In some implementations, the sensor(s) 235 can include at least two different types of sensor(s). For instance, the sensor(s) 235 can include at least one first sensor (e.g., the first sensor(s) 115, etc.) and at least one second sensor (e.g., the second sensor(s) 120, etc.). The at least one first sensor can be a different type of sensor than the at least one second sensor. For example, the at least one first sensor can include one or more image capturing device(s) (e.g., one or more cameras, RGB cameras, etc.). In addition, or alternatively, the at least one second sensor can include one or more depth capturing device(s) (e.g., LiDAR sensor, etc.). The at least two different types of sensor(s) can obtain multi-modal sensor data indicative of one or more static or dynamic objects within an environment of the autonomous vehicle 205. As described herein with reference to the remaining figures, the multi-modal sensor data can be provided to the operational computing system 290A for use in generating scene representations without the dynamic objects, simulation data for robotic platform testing, or training one or more machine-learned models of the vehicle computing system 210.
The sensor(s) 235 can be configured to acquire sensor data 255. The sensor(s) 235 can be external sensors configured to acquire external sensor data. This can include sensor data associated with the surrounding environment of the vehicle 205. The surrounding environment of the vehicle 205 can include/be represented in the field of view of the sensor(s) 235. For instance, the sensor(s) 235 can acquire image or other data of the environment outside of the vehicle 205 and within a range or field of view of one or more of the sensor(s) 235. This can include different types of sensor data acquired by the sensor(s) 235 such as, for example, data from one or more Light Detection and Ranging (LIDAR) systems, one or more Radio Detection and Ranging (RADAR) systems, one or more cameras (e.g., visible spectrum cameras, infrared cameras, etc.), one or more motion sensors, one or more audio sensors (e.g., microphones, etc.), or other types of imaging capture devices or sensors. The one or more sensors can be located on various parts of the vehicle 205 including a front side, rear side, left side, right side, top, or bottom of the vehicle 205. The sensor data 255 can include image data (e.g., 2D camera data, video data, etc.), RADAR data, LIDAR data (e.g., 3D point cloud data, etc.), audio data, or other types of data. The vehicle 205 can also include other sensors configured to acquire data associated with the vehicle 205. For example, the vehicle 205 can include inertial measurement unit(s), wheel odometry devices, or other sensors.

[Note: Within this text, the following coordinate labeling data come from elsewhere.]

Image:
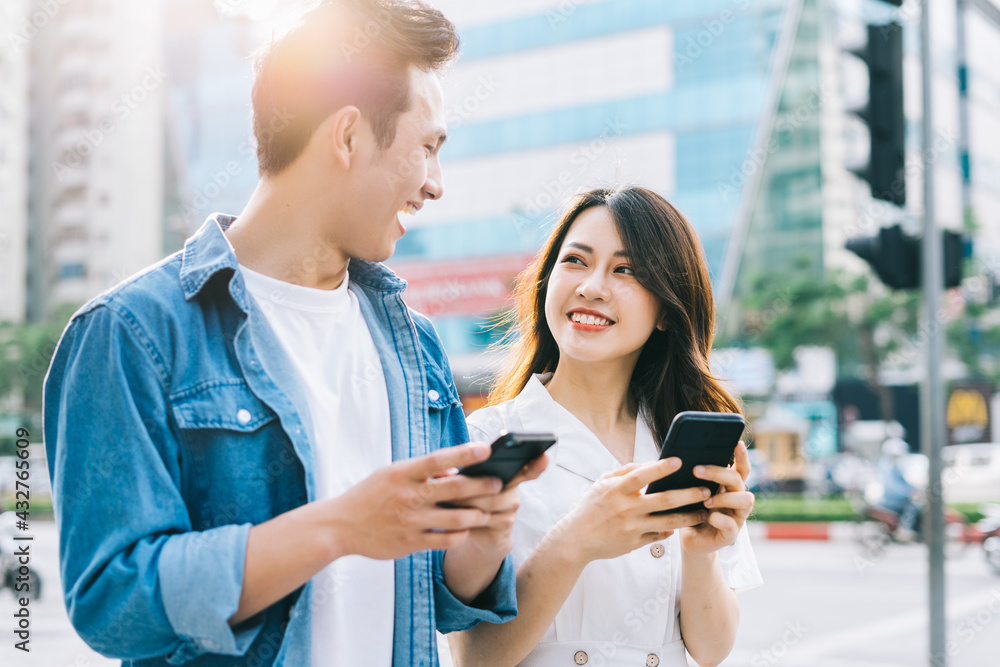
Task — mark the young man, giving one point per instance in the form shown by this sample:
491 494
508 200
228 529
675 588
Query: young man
243 437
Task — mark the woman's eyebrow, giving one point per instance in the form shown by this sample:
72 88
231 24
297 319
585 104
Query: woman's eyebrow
586 248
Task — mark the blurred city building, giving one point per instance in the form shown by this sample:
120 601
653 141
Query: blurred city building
552 98
14 113
737 111
96 169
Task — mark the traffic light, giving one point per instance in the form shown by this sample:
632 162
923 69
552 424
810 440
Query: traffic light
883 54
895 257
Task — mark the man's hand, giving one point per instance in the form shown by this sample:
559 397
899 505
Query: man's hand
394 511
470 566
497 535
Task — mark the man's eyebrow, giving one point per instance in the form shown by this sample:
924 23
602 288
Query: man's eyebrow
586 248
440 133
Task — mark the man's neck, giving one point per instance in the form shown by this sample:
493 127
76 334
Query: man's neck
278 234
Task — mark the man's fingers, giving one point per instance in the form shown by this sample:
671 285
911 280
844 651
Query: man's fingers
449 519
530 471
742 461
441 541
643 475
460 487
438 463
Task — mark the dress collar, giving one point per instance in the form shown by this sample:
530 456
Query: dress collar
578 449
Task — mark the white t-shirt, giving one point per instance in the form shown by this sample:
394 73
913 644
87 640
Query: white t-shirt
622 611
328 341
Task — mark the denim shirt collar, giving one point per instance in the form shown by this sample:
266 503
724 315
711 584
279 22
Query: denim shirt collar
208 252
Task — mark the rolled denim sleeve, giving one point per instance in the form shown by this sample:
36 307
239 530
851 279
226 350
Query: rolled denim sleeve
496 604
139 582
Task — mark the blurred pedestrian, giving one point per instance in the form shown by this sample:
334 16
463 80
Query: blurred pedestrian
898 494
614 328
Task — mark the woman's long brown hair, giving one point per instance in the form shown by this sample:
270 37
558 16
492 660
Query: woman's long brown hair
672 373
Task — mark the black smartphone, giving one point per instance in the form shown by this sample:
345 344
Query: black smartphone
698 438
510 453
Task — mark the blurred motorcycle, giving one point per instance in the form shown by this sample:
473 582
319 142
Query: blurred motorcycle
889 528
10 575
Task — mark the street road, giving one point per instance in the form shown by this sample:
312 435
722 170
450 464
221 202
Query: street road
823 604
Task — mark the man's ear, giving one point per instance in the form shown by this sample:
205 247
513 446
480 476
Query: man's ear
344 135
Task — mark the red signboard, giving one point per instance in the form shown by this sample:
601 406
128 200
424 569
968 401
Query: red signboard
474 287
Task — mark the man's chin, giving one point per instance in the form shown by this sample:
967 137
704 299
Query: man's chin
377 254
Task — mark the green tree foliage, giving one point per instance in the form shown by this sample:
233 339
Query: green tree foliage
862 321
25 353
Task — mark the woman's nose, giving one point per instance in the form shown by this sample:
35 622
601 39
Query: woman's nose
593 286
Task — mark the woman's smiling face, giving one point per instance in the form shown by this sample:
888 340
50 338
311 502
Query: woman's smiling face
594 306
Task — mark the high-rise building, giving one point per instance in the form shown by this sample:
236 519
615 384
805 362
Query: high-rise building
550 98
97 147
14 112
736 111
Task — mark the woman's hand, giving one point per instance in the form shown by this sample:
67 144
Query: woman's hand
614 517
728 509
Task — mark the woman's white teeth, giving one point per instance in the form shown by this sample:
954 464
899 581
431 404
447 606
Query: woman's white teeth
581 318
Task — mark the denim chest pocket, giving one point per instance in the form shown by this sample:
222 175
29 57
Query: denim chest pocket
240 461
441 397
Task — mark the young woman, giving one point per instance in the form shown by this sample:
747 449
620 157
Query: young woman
615 325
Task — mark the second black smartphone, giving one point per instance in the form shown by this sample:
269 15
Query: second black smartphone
510 453
698 438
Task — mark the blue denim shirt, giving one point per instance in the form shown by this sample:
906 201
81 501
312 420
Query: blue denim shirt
158 474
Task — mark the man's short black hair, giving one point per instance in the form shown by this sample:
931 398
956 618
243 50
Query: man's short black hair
343 52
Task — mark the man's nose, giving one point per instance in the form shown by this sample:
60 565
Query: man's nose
434 185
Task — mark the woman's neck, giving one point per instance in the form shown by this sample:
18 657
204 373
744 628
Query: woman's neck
596 395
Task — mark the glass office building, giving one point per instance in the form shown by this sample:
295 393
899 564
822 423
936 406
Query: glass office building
715 105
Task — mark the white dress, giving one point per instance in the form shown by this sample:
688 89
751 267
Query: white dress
622 611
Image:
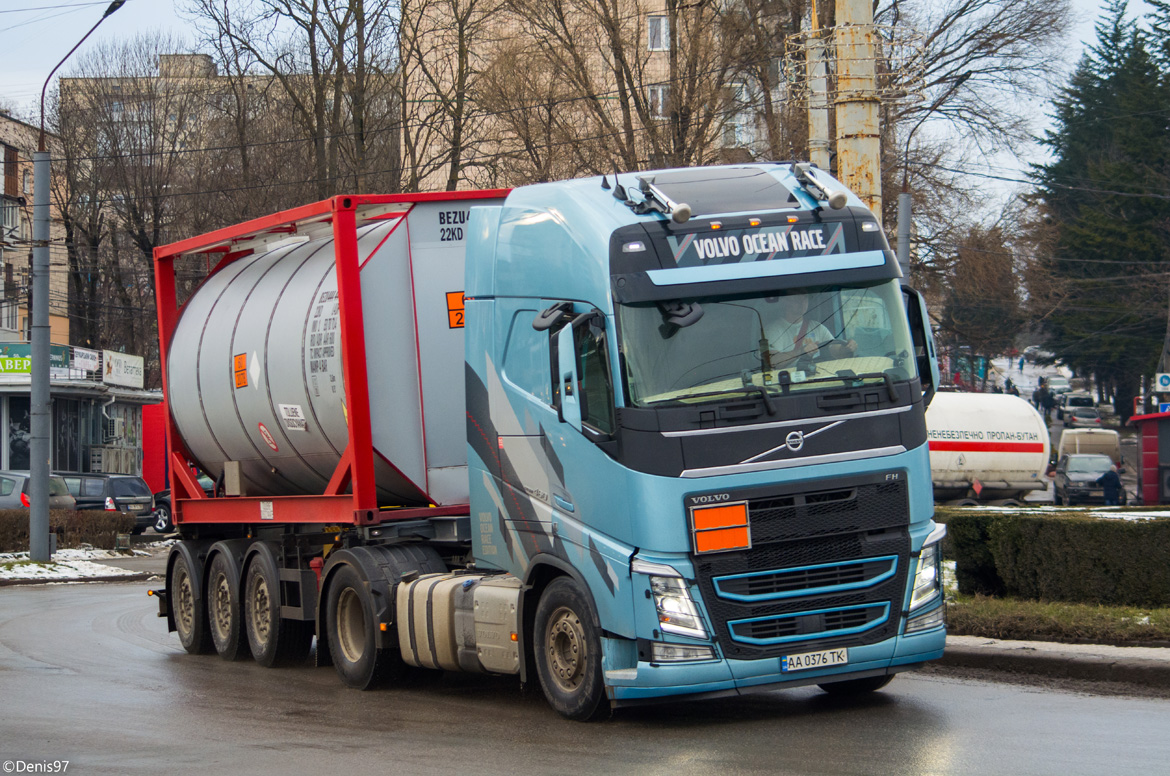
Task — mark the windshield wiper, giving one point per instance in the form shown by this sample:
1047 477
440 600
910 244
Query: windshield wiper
832 378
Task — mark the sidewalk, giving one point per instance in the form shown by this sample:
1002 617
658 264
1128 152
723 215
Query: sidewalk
1148 666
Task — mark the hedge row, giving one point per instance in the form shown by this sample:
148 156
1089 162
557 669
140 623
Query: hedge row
73 528
1072 558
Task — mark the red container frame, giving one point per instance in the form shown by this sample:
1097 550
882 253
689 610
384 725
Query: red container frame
350 496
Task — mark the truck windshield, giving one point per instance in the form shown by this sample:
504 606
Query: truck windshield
708 349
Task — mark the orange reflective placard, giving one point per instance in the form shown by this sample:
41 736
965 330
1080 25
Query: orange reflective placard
721 516
723 538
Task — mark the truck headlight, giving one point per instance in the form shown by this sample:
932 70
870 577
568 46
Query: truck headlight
928 576
675 608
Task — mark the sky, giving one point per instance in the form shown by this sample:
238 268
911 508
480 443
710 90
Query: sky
35 34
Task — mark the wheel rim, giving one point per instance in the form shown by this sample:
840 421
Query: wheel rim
565 647
221 606
351 625
185 601
260 609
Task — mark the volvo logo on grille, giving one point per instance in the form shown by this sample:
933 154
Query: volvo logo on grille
716 498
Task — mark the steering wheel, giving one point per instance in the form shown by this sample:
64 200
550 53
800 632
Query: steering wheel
825 347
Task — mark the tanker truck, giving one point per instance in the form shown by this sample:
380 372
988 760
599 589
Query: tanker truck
985 448
557 433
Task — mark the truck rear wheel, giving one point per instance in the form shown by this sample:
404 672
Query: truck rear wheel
569 652
224 609
350 626
857 686
187 606
273 640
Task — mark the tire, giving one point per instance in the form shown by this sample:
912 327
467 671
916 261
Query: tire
273 640
187 606
857 686
163 523
569 652
224 611
350 629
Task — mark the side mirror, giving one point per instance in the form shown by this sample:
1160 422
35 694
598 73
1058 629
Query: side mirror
566 378
923 343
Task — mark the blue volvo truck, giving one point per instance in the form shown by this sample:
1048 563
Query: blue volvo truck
632 438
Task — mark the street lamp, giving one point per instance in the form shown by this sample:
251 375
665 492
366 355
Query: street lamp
39 399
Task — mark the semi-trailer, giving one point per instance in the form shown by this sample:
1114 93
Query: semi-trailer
628 437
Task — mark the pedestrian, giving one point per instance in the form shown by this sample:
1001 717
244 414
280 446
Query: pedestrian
1110 483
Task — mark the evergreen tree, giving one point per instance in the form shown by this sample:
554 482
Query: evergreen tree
1106 199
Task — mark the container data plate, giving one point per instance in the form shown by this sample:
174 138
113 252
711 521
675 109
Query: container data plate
806 660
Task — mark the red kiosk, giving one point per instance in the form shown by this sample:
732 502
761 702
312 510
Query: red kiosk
1153 457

The sensor data 255 can be indicative of one or more objects within the surrounding environment of the vehicle 205. The object(s) can include, for example, vehicles, pedestrians, bicycles, or other objects. The object(s) can be located in front of, to the rear of, to the side of, above, below the vehicle 205, etc. The sensor data 255 can be indicative of locations associated with the object(s) within the surrounding environment of the vehicle 205 at one or more times. The object(s) can be static objects (e.g., not in motion) or dynamic objects/actors (e.g., in motion or likely to be in motion) in the vehicle's environment. The sensor data 255 can also be indicative of the static background of the environment. The sensor(s) 235 can provide the sensor data 255 to the autonomy computing system 240, the remote computing device(s) 290B, or the operations computing system 290A.
In addition to the sensor data 255, the autonomy computing system 240 can obtain map data 260. The map data 260 can provide detailed information about the surrounding environment of the vehicle 205 or the geographic area in which the vehicle was, is, or will be located. For example, the map data 260 can provide information regarding: the identity and location of different roadways, road segments, buildings, or other items or objects (e.g., lampposts, crosswalks or curb); the location and directions of traffic lanes (e.g., the location and direction of a parking lane, a turning lane, a bicycle lane, or other lanes within a particular roadway or other travel way or one or more boundary markings associated therewith); traffic control data (e.g., the location and instructions of signage, traffic lights, or other traffic control devices); obstruction information (e.g., temporary or permanent blockages, etc.); event data (e.g., road closures/traffic rule alterations due to parades, concerts, sporting events, etc.); nominal vehicle path data (e.g., indicate of an ideal vehicle path such as along the center of a certain lane, etc.); or any other map data that provides information that assists the vehicle computing system 210 in processing, analyzing, and perceiving its surrounding environment and its relationship thereto. In some implementations, the map data 260 can include high definition map data. In some implementations, the map data 260 can include sparse map data indicative of a limited number of environmental features (e.g., lane boundaries, etc.). In some implementations, the map data can be limited to geographic area(s) or operating domains in which the vehicle 205 (or autonomous vehicles generally) may travel (e.g., due to legal/regulatory constraints, autonomy capabilities, or other factors).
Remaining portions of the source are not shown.